Le fond du problème est-il donc un problème de « design » des institutions européennes qui ouvre la voie au lobbyisme ?

Il y a une ambivalence fondamentale jusqu’à l’organigramme de ces agences : l’ECHA, par exemple, a pour double tutelle à sa création la DG Entreprises et la DG environnement, et doit ainsi concilier enjeux économiques et expertise scientifique. Les choses évoluent peu à peu mais des agences comme l’EFSA donnent encore une place centrale à des panels d’experts dont on ne cesse d’essayer de limiter les liens avec l’industrie. Il faudrait effectivement repenser le fonctionnement des institutions européennes de façon à donner une voix aux scientifiques de façon structurelle et pas seulement en nommant « un conseiller scientifique » auprès du président de la Commission européenne.
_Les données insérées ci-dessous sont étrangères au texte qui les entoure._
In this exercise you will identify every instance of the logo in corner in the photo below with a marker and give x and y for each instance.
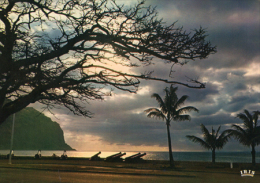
(248, 173)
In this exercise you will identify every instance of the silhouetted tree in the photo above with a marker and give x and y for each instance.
(170, 109)
(249, 133)
(65, 52)
(211, 140)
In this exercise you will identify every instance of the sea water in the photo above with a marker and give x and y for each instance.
(240, 157)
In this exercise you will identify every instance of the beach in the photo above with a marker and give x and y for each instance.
(83, 170)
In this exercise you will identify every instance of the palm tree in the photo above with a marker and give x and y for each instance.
(249, 135)
(170, 110)
(211, 140)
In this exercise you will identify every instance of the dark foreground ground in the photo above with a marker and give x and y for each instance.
(82, 170)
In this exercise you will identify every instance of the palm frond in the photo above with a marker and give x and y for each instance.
(181, 117)
(199, 141)
(222, 139)
(155, 113)
(180, 101)
(246, 118)
(205, 132)
(239, 134)
(255, 117)
(218, 130)
(159, 100)
(187, 109)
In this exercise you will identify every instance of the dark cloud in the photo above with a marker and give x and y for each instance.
(231, 76)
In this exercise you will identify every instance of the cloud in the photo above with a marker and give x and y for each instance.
(231, 75)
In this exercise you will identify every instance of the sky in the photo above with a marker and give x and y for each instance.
(232, 77)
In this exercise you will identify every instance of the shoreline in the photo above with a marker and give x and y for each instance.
(185, 170)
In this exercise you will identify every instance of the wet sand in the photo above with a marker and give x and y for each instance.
(70, 170)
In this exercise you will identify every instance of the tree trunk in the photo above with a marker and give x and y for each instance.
(253, 154)
(213, 155)
(170, 146)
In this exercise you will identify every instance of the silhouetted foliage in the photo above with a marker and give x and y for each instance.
(67, 52)
(249, 133)
(170, 109)
(212, 140)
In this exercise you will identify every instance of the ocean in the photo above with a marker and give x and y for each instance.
(239, 157)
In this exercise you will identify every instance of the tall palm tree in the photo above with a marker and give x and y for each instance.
(211, 140)
(249, 135)
(170, 110)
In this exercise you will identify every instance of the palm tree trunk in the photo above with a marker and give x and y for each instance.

La transformation en scandales des cas graves d’atteinte aux personnes en raison du glyphosate peuvent être des stratégies payantes pour mobiliser l’opinion, mais le débouché de ces campagnes peine à se concrétiser sur le plan réglementaire, car les agences rattachées à la Commission ont initialement été pensées pour réglementer a minima la mise en circulation des marchandises dans un marché commun. Leur demander de réviser le fonctionnement d’une filière agro-industrielle n’est absolument pas dans leur prérogative. L’histoire des institutions européennes est en effet liée à la mise en place d’un marché commun, et à la nécessité de mettre un cadre permettant la libre circulation des marchandises. Pour changer les choses, il faudrait en passer par des réformes complexes des institutions européennes, mais il n’est pas certain que le contexte politique actuel le permette, sur fond de Brexit et de relations tendues avec la Hongrie et la montée des illibéralismes.
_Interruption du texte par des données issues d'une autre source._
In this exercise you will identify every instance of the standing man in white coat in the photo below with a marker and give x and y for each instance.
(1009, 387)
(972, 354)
Parlement européen à Bruxelles. Christian Lue, CC BY

Si on ajoute tous ces éléments, il n’y a pas besoin de théorie du complot pour expliquer l’arrivée sur la table de cette proposition sur le glyphosate et la prévalence du lobbyisme à Bruxelles. Porter ses positions industrielles au nom de la science à travers un groupe d’intérêt, toutes les grosses entreprises le font. Et le Glyphosate Renewal Group n’est qu’une des 1200 business associations qui œuvrent à Bruxelles. Et du côté des institutions, ces agences font précisément ce pour quoi elles ont été mandatées : accompagner la commercialisation de produits en s’assurant que les industriels sont capables de remplir des dossiers prouvant que leur produit n’est pas si dangereux si on respecte certaines normes d’exposition.

Ce n’est pas de la science, c’est au mieux de la science réglementaire. Les scientifiques n’ont pas accès aux jeux de données de toutes ces études transmises par l’industrie (protégées pour partie par le secret industriel). Et même quand Bayer annonce qu’il va donner toute transparence aux publications transmises ou financées, on n’a pas accès aux jeux de données brutes, mais au mieux aux abstracts – cette limitation à l’accès des données était encore plus caricaturale en 2017, Stéphane Horel décrivant par exemple la mise à disposition de données par l’industrie sur un ordinateur fixe, dans une salle avec horaires restrictifs et sans possibilité de faire de copies numériques.

Ici, on est sur de la science entravée dans ses principes de libre communication des données et on ne peut pas s’assurer de la réplicabilité de ces études : c’est une distorsion de ce qu’est vraiment la science. Entre cette « science réglementaire » et la science tout court, il y a donc un interstice, une faille que les industriels se plaisent à occuper et que les pouvoirs publics peinent à colmater. Les décisions de l’Union européenne ne sont en réalité pas toujours « Evidence Based » sur des sujets comme le glyphosate. S’il y a un intérêt intellectuel à travailler sur ces sujets, c’est aussi, car le glyphosate est l’un des rares dossiers où il existe une telle distorsion entre la « science réglementaire » et la science tout court.